So its official I think I am going to lose my mind. I finished this internship on Friday. Today is Monday. This past weekend I spent doing household chores, grocery shopping, and just in general getting things cleared out and squared away. Now it’s Monday evening and I am relaxing and unwinding a bit. The problem? Mom is ready to tackle the basement. I swear it’s like she drank a six pack of energy drinks. I try and explain that I am not really hip to the idea of working down there. I am wanting to unwind and relax. This is the last time I will have this sort of free time to have as my own.
I am not saying I don’t want to get things done and be productive.

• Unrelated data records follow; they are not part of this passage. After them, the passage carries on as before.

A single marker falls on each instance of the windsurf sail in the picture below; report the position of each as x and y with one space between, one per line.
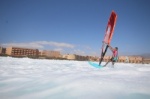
108 34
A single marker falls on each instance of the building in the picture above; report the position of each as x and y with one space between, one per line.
50 54
16 51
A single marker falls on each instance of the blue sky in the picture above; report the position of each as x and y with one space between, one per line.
75 26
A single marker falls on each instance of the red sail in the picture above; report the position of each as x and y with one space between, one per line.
110 27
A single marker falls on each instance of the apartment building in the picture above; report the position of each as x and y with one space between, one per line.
50 54
16 51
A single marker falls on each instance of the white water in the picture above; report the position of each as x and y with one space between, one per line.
24 78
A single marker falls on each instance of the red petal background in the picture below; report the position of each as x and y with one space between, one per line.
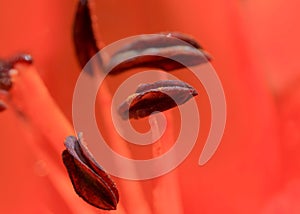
255 47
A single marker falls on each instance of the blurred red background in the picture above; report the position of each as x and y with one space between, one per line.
255 47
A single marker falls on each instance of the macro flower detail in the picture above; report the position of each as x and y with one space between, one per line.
6 67
163 51
89 180
158 96
6 73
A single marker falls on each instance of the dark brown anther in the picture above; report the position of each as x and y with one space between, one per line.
83 36
162 51
156 97
89 179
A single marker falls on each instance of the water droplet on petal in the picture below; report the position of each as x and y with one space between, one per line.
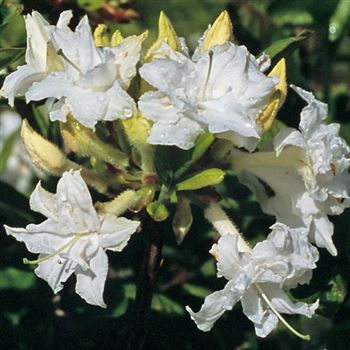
127 112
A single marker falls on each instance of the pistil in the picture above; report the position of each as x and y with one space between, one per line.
60 250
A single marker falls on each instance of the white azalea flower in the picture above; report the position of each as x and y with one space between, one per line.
258 278
93 83
308 173
39 58
222 91
74 237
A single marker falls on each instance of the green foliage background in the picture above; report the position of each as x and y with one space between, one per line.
31 317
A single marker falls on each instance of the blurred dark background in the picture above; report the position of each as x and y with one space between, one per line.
31 317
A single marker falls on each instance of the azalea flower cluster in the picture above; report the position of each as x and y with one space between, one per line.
221 91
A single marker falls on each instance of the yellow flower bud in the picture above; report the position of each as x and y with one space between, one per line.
167 34
44 154
277 98
219 33
101 37
117 38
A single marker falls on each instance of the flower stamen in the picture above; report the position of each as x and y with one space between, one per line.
60 250
279 316
61 53
210 54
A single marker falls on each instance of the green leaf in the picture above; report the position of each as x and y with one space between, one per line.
284 47
157 211
196 291
164 304
129 290
11 278
91 5
8 56
296 17
205 178
7 149
337 292
270 134
340 21
172 162
202 144
121 308
8 11
14 208
208 269
41 116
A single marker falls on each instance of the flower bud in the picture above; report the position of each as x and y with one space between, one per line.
218 33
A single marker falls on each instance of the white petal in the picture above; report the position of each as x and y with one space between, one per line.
42 238
55 85
282 304
322 233
17 83
182 134
55 271
127 55
77 46
286 137
228 114
214 306
64 19
37 39
90 283
264 320
74 204
157 106
313 114
227 255
43 202
165 74
116 232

Quite the contrary. I am just not trying to be a whirling dervish about it. What is the sense in having this time off if I am busting my tail? I have been looking forward to this all semester. Now that it’s here though (just in this minute) it almost seems like it would be easier to be working.

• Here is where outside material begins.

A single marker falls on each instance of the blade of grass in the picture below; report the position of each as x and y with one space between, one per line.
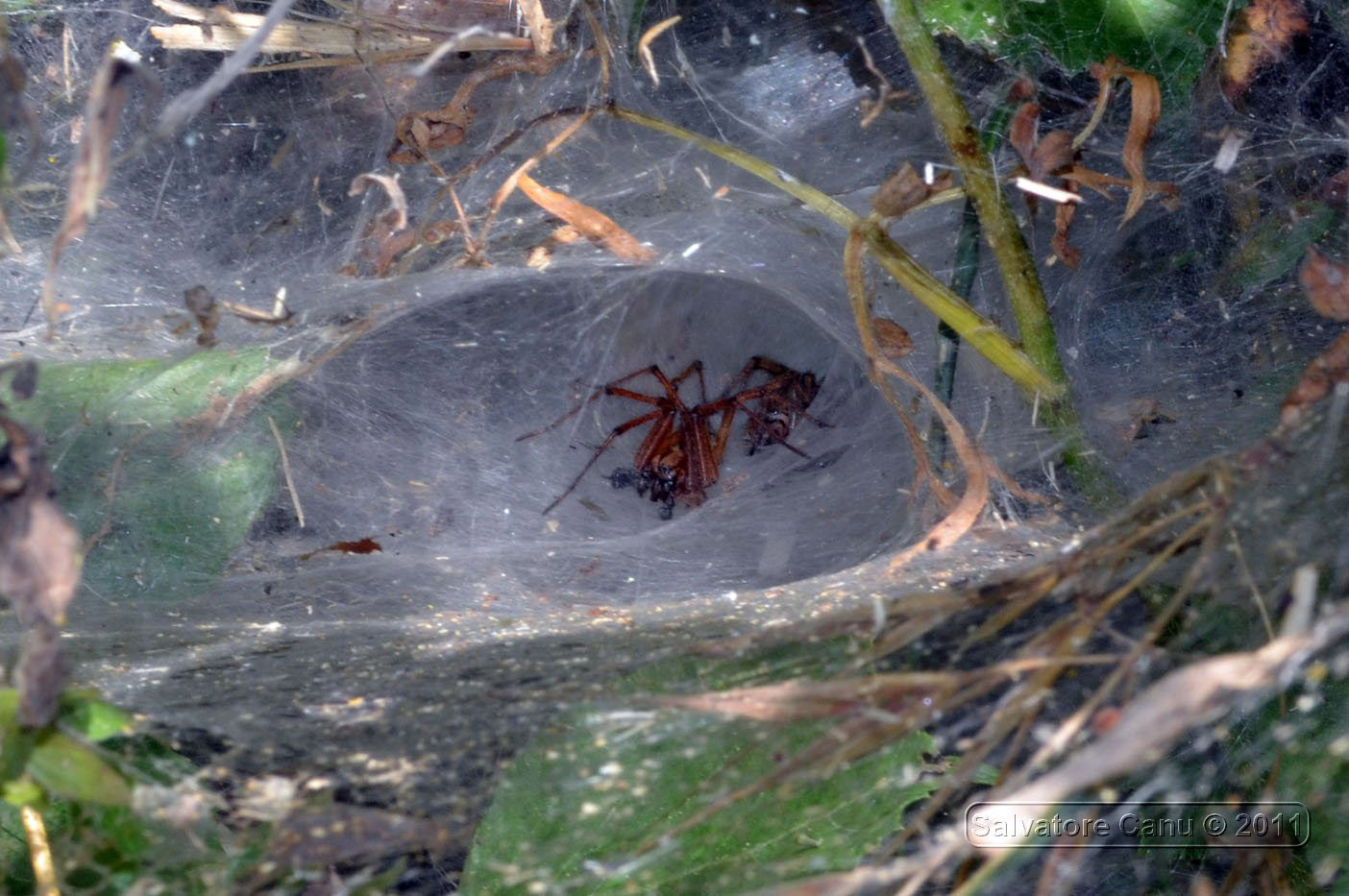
975 329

I know that part of it is that we are just two different people and that its time for me to find my own space and routine. I need to get away from that tone of voice that she has that makes my ears bleed. We have spent all weekend together and I am feeling the edgy effects of it. Don’t get me wrong, I love her, dearly, but sometimes I think that if she says one more word I am going to rip my eardrums out.
The part that is driving me batty this weekend is her saying, “Well I am waiting on you”. Finally I asked her what for? What is it about me that is precluding you from doing anything? She could never answer me. It was infuriating. Its days like these that I want to have my own space. A space where I call the shots. If I want to spend all day out, then all day I spend out. No questions asked. If I want to spend the day writing on my laptop, then so be it. I write. Thankfully she is going back to work tomorrow. Another day of us home together and I may have to haul out the Miss Clairol.